Lil' Kim - The Naked Truth
(Monday October 3, 2005 8:41 PM
)
Released on 04/09/05
Label: Atlantic
If timing is everything, Lil' Kim's couldn't be much worse. Just one week prior to the release of this, her fourth album, the lady who likes to be known as the "Queen Bee Of Hip Hop", traded her Gucci bikini for an orange boiler suit and the new title of inmate Kimberly Jones having been found guilty of perjury and sent to prison for a year and a day. While no doubt her current convict status and the circumstances surrounding it - she claimed, under oath that her manager wasn't at the scene of a shooting outside a New York radio station in 2001, when he was - will up her gangsta credentials, and draw attention to the album, there are probably plenty of record executives wishing she was at liberty to promote it.
On the up-side, her impending incarceration has given her something new to think about. Since first appearing as the only female member of the Notorious B.I.G. sponsored Junior M.A.F.I.A., Kim's profile on the mainstream has been less heavyweight talent, more the Jordan of rap: her ever-expanding chest, ever-shrinking wardrobe and pornographic lyrical content having elicited more attention than her music could ever hope to. But for "The Naked Truth", her focus has been momentarily shifted from bumpin' & grindin' to the rights and wrongs of her current plight.
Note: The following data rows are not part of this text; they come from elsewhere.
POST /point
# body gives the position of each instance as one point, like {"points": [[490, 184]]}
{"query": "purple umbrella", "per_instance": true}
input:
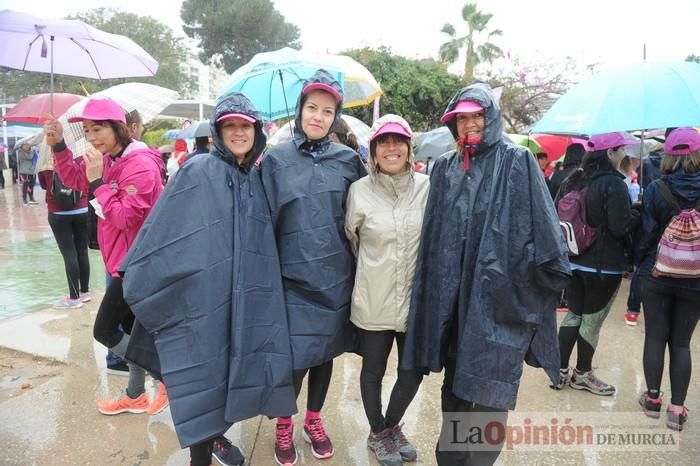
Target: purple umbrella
{"points": [[70, 47]]}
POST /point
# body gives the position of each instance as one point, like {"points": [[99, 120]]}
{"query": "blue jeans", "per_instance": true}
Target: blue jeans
{"points": [[634, 300], [111, 358]]}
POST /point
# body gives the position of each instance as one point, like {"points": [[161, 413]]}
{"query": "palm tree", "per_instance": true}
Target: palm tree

Between the dead-eyed thud of "Whoa", the slinking menace of "Slippin'" and bleak shake "Spell Check", there's no shortage of bitter couplets consumed with the notion that everyone, from the CIA to the rest of rap, are out to get her. With every breath she reminds of what she's achieved, while insinuating that she's the victim of rampant jealously and being unfairly made an example of by the establishment. The whiff of self-absorbed paranoia is unmistakeable - after all, perjury is perjury - but the steady flow of skeletal club-struts and the added bite, courtesy of her apparent sense of injustice, have to be welcome.
Elsewhere though, "The Naked Truth is very much business as usual for the filthiest girl in music. Having vented her anger, "Gimmie That" digs out a solid R&B groove for Kim to run through the gymnastic capabilities of her private-parts, while the cartoon ghetto funk and lewd behaviour of "Kitty Box" would earn her star-billing in one of Snoop Dog's top-shelf DVDs.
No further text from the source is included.